Pour ce nouvel opus de
Freedom Call, Dan Zimmermann et sa bande tentent d’extraire les vestiges des grandes cités mythiques, de réveiller des dieux anciens oubliés et de souffler sur de vieux grimoires ensorcelés.
On aurait pu être anxieux à l’arrivée de ce nouvel album,
Legend of the Shadowking. Il faut dire que le précédent album
Dimensions était plutôt linéaire et m’avait laissé réservé quant à la suite des aventures. Il faut dire qu’à la première écoute j’ai été assez surpris. Je me suis cru à un moment dans un remake de leur fabuleux album
Stairway to Fairyland.
La première partie de l’album, soit de
Out of the
Ruins jusqu’à
Resurrection Day, est de manufacture classique, bien que l’on retient ces deux titres comme étant les meilleurs de l’album, sans nul doute. Ils sont puissants, techniques. Bref le
Freedom Call que l’on connaissait à leur début.

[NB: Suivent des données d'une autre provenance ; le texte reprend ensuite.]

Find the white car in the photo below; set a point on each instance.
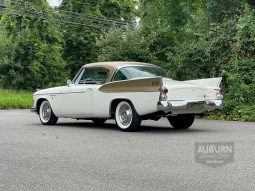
(128, 92)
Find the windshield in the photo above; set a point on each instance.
(131, 72)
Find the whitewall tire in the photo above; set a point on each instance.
(126, 117)
(46, 114)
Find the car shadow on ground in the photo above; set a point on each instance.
(144, 128)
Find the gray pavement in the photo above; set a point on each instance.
(76, 155)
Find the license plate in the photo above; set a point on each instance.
(196, 105)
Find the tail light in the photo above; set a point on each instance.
(219, 93)
(163, 94)
(165, 91)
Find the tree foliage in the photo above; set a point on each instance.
(36, 53)
(195, 39)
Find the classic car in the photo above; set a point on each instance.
(128, 92)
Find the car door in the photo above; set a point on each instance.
(77, 97)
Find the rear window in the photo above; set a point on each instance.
(131, 72)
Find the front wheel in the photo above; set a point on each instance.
(46, 114)
(126, 117)
(183, 121)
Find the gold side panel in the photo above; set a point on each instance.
(136, 85)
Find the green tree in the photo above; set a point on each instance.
(37, 62)
(80, 41)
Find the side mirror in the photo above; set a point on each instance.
(68, 82)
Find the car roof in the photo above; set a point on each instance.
(117, 64)
(114, 66)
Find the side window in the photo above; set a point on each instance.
(119, 76)
(95, 75)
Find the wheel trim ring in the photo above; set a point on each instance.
(45, 112)
(125, 115)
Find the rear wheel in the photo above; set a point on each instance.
(183, 121)
(126, 117)
(46, 114)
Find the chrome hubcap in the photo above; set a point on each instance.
(46, 112)
(125, 115)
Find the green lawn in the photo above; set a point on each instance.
(12, 99)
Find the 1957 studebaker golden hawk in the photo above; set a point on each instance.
(128, 92)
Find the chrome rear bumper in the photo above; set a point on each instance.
(177, 107)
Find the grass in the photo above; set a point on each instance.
(13, 99)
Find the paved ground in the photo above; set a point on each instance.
(75, 155)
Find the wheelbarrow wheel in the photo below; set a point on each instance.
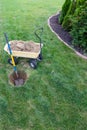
(10, 61)
(40, 57)
(33, 63)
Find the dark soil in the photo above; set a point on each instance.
(64, 35)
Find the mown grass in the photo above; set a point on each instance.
(55, 94)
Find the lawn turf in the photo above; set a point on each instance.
(55, 94)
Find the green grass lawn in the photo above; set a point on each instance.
(55, 94)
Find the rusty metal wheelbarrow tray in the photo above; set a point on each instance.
(25, 54)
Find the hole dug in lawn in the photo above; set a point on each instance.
(18, 80)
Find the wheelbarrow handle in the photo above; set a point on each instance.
(10, 51)
(6, 37)
(39, 35)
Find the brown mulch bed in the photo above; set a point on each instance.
(57, 28)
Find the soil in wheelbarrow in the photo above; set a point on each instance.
(26, 46)
(18, 79)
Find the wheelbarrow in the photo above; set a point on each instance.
(33, 56)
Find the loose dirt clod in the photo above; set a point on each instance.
(20, 80)
(26, 46)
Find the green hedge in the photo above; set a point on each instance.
(74, 20)
(79, 27)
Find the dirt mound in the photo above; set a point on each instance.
(26, 46)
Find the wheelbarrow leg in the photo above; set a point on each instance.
(33, 63)
(15, 59)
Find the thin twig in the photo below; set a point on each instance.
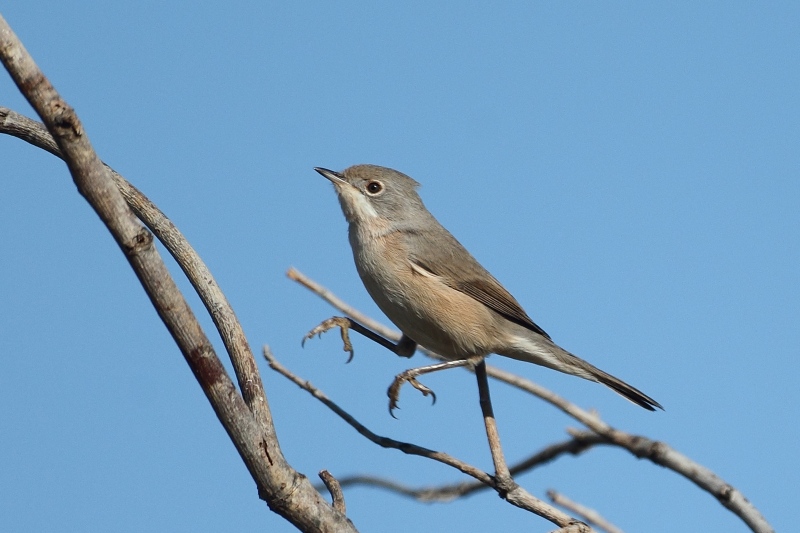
(517, 496)
(589, 515)
(333, 486)
(445, 493)
(502, 475)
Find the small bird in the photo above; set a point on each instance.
(430, 286)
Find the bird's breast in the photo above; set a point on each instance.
(425, 309)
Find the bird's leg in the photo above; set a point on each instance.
(405, 347)
(410, 376)
(502, 475)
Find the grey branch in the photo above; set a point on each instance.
(642, 447)
(288, 493)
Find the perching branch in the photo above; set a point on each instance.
(590, 515)
(579, 443)
(515, 494)
(642, 447)
(288, 492)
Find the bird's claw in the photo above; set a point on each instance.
(394, 389)
(338, 321)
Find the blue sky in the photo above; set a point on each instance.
(629, 171)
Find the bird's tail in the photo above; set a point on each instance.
(534, 348)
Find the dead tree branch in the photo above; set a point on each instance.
(287, 492)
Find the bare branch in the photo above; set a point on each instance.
(385, 442)
(658, 452)
(187, 258)
(502, 475)
(288, 493)
(590, 515)
(516, 496)
(445, 493)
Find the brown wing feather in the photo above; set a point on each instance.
(490, 293)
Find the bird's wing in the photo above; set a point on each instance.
(457, 269)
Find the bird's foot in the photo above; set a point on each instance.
(342, 323)
(409, 376)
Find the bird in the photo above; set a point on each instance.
(434, 290)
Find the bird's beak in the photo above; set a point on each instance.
(335, 177)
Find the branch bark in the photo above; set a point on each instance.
(286, 491)
(658, 452)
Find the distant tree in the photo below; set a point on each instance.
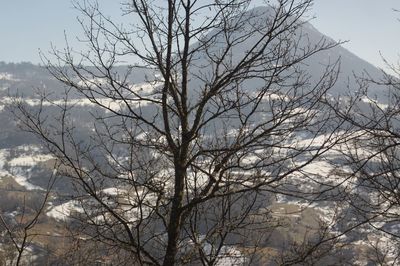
(183, 168)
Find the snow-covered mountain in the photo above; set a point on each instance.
(22, 160)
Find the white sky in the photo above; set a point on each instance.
(371, 26)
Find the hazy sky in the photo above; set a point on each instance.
(371, 26)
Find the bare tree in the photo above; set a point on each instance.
(373, 155)
(182, 168)
(19, 230)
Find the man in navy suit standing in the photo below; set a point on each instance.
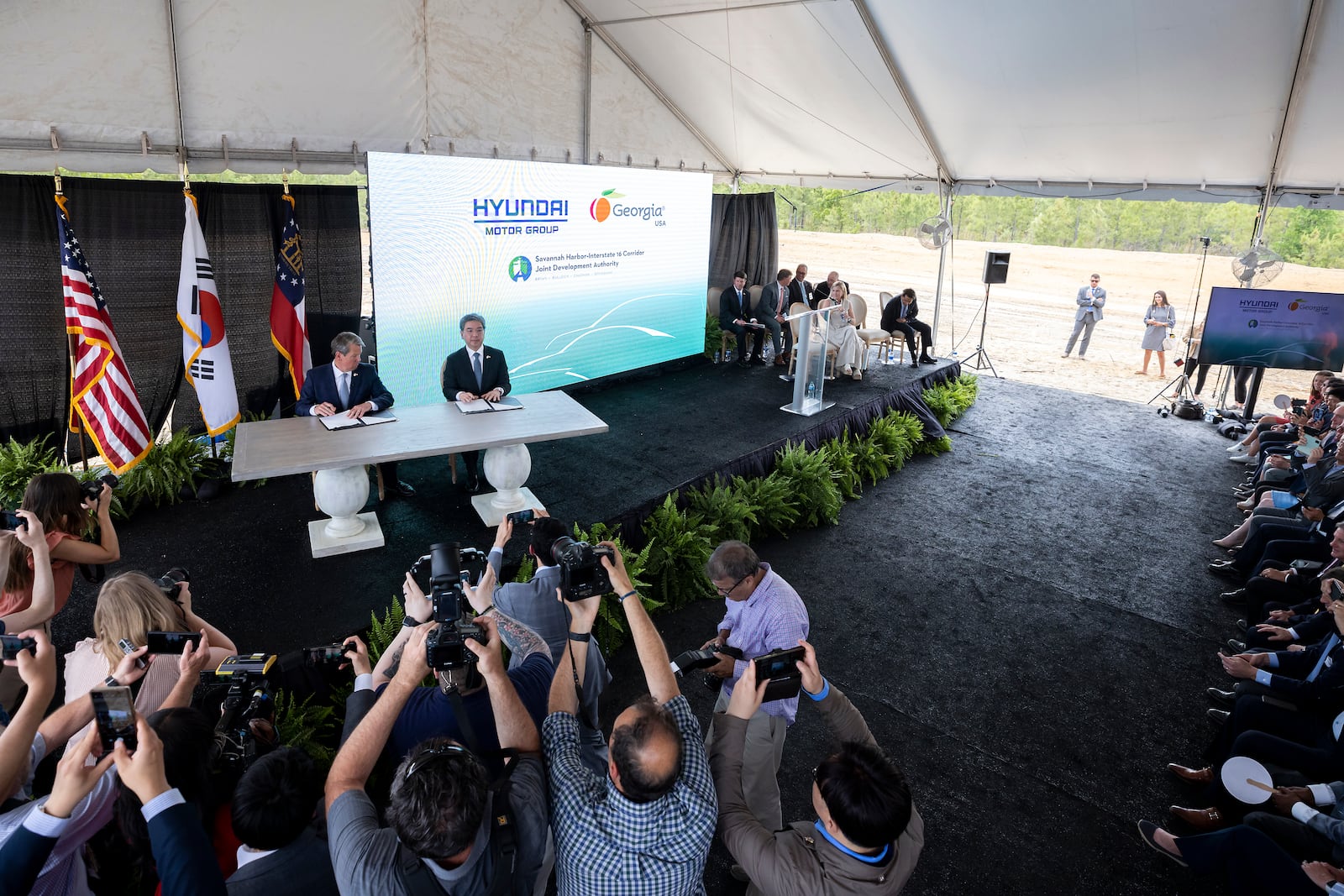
(470, 372)
(349, 387)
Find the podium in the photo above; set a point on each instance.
(810, 365)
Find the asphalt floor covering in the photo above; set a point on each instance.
(1025, 622)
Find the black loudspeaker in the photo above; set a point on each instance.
(996, 268)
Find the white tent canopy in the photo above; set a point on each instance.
(1152, 97)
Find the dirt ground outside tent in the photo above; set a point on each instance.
(1032, 315)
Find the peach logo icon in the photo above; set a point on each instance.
(601, 207)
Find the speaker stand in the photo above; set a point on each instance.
(980, 356)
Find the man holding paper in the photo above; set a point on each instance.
(349, 387)
(475, 371)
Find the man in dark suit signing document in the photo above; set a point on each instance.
(349, 387)
(470, 372)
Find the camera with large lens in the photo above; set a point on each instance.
(582, 574)
(246, 727)
(91, 490)
(170, 580)
(445, 647)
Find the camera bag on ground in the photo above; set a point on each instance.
(420, 880)
(1187, 410)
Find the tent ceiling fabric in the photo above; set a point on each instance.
(1175, 93)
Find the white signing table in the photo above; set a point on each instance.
(302, 445)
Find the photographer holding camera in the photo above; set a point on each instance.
(467, 705)
(647, 824)
(763, 613)
(444, 815)
(129, 606)
(869, 835)
(534, 605)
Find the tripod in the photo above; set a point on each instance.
(1182, 382)
(980, 356)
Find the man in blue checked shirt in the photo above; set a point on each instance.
(764, 614)
(647, 824)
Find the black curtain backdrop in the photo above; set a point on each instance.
(131, 231)
(743, 237)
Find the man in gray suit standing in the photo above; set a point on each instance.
(1090, 301)
(772, 309)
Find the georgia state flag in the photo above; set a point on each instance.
(205, 348)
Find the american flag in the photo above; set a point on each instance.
(101, 391)
(288, 317)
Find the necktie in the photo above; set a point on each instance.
(1330, 645)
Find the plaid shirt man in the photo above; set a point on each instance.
(605, 842)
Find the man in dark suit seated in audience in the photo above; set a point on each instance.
(273, 817)
(349, 387)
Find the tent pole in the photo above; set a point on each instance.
(942, 257)
(588, 92)
(176, 86)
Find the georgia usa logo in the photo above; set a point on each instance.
(604, 207)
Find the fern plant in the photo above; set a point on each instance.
(165, 470)
(777, 506)
(839, 456)
(810, 479)
(382, 631)
(307, 726)
(19, 463)
(678, 547)
(726, 511)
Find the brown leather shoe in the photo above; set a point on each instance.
(1200, 819)
(1194, 775)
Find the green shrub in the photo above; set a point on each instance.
(839, 456)
(304, 725)
(777, 506)
(810, 479)
(725, 510)
(678, 547)
(159, 479)
(19, 463)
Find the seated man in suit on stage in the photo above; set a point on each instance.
(900, 316)
(470, 372)
(772, 309)
(347, 385)
(736, 317)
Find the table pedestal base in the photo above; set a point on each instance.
(492, 515)
(324, 546)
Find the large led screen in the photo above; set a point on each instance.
(580, 270)
(1274, 328)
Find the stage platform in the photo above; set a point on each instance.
(669, 429)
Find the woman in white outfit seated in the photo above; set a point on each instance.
(842, 333)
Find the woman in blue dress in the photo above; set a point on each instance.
(1158, 324)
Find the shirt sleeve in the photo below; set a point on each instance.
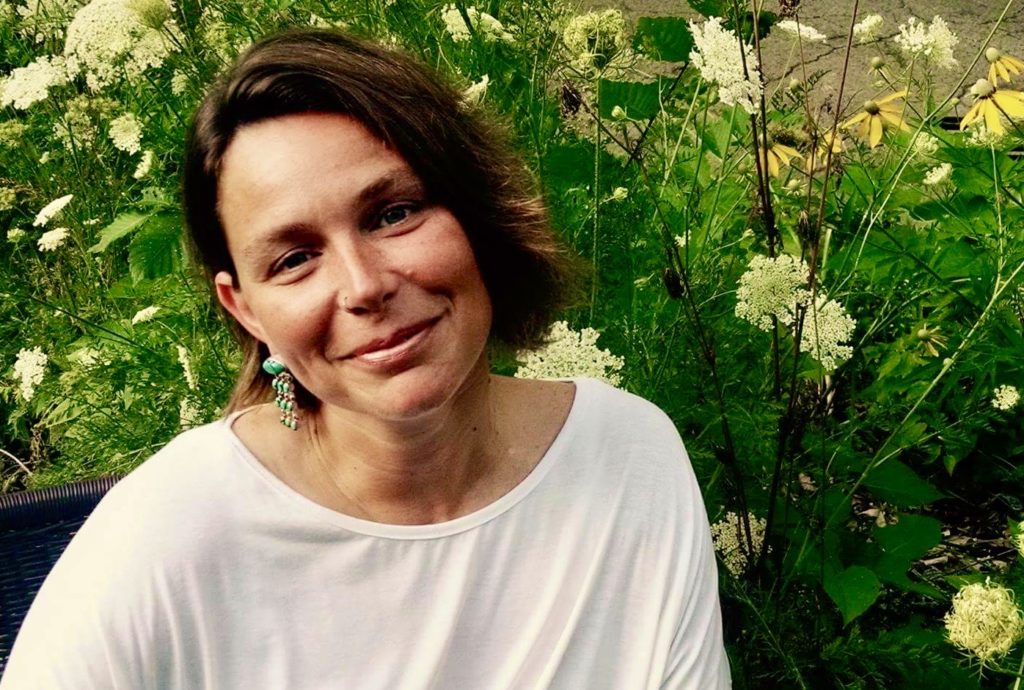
(697, 659)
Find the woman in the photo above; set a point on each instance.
(415, 521)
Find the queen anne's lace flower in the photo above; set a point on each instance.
(934, 43)
(802, 31)
(730, 541)
(474, 92)
(595, 38)
(825, 329)
(1006, 397)
(486, 27)
(142, 315)
(11, 132)
(51, 209)
(116, 39)
(772, 287)
(569, 353)
(866, 30)
(938, 174)
(126, 133)
(30, 368)
(984, 620)
(7, 198)
(28, 85)
(717, 56)
(53, 240)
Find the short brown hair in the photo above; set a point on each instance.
(465, 160)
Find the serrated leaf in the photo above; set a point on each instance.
(126, 223)
(156, 250)
(664, 38)
(895, 482)
(903, 543)
(639, 100)
(853, 591)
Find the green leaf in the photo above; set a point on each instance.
(903, 543)
(639, 100)
(156, 251)
(664, 38)
(853, 591)
(125, 223)
(897, 483)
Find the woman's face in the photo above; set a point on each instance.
(369, 294)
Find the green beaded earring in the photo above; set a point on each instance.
(284, 386)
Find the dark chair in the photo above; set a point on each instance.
(35, 528)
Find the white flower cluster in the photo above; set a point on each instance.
(126, 133)
(11, 132)
(52, 240)
(866, 30)
(717, 55)
(730, 541)
(938, 174)
(984, 620)
(933, 43)
(8, 196)
(772, 287)
(111, 40)
(485, 27)
(569, 353)
(777, 287)
(28, 85)
(826, 327)
(595, 38)
(188, 414)
(30, 367)
(142, 315)
(186, 367)
(1006, 397)
(474, 92)
(51, 209)
(801, 31)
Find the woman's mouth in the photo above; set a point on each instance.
(394, 346)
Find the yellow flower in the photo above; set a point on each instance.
(989, 102)
(873, 116)
(778, 157)
(1001, 67)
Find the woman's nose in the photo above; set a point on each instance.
(366, 282)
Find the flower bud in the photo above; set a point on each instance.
(982, 88)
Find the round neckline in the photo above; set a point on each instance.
(460, 524)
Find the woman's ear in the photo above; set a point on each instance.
(231, 299)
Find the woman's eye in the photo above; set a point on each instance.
(293, 260)
(396, 214)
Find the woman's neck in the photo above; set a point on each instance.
(429, 469)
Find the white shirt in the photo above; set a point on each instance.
(202, 569)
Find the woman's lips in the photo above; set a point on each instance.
(395, 345)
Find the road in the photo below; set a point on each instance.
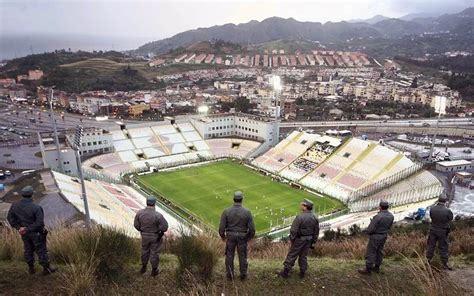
(447, 122)
(18, 118)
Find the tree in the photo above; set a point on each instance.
(242, 104)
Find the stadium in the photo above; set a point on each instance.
(194, 166)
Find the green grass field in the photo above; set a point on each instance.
(207, 190)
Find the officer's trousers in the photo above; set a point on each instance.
(299, 249)
(374, 253)
(151, 248)
(35, 242)
(236, 241)
(441, 237)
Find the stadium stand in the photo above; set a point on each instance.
(285, 152)
(163, 145)
(109, 204)
(349, 171)
(418, 187)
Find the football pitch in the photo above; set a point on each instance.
(206, 190)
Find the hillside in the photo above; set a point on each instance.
(83, 71)
(459, 25)
(193, 265)
(325, 277)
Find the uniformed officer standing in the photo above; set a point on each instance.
(28, 218)
(304, 233)
(439, 231)
(378, 231)
(236, 228)
(152, 226)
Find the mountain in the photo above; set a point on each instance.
(372, 20)
(276, 28)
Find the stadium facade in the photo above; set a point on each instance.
(355, 171)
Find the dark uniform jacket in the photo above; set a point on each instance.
(305, 227)
(440, 217)
(381, 223)
(149, 221)
(25, 213)
(237, 219)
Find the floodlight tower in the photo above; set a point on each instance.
(77, 148)
(275, 81)
(440, 107)
(55, 129)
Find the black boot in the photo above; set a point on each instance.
(49, 270)
(31, 269)
(284, 273)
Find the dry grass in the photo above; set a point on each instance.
(79, 279)
(11, 245)
(430, 280)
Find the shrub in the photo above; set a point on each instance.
(110, 248)
(197, 256)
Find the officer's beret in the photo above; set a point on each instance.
(238, 195)
(308, 203)
(443, 198)
(151, 200)
(27, 191)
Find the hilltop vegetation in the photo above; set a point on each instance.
(84, 71)
(385, 37)
(193, 265)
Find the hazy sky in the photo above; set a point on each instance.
(160, 19)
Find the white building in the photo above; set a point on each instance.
(265, 130)
(64, 161)
(94, 141)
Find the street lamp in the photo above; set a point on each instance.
(77, 148)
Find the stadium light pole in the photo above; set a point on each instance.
(439, 102)
(55, 129)
(277, 87)
(77, 147)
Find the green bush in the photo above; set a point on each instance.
(112, 248)
(197, 257)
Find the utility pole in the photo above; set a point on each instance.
(55, 129)
(77, 148)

Mais je vais m’attarder ici sur la deuxième partie qui est de loin la plus intéressante. Le groupe va y montrer tout son potentiel possible. Under the
Spell of the
Moon marque le tournant de l’album, c’est un véritable OVNI . On a une musique candide marquée par un joli refrain et une voix lente et ramassée qui fait penser à du Manson.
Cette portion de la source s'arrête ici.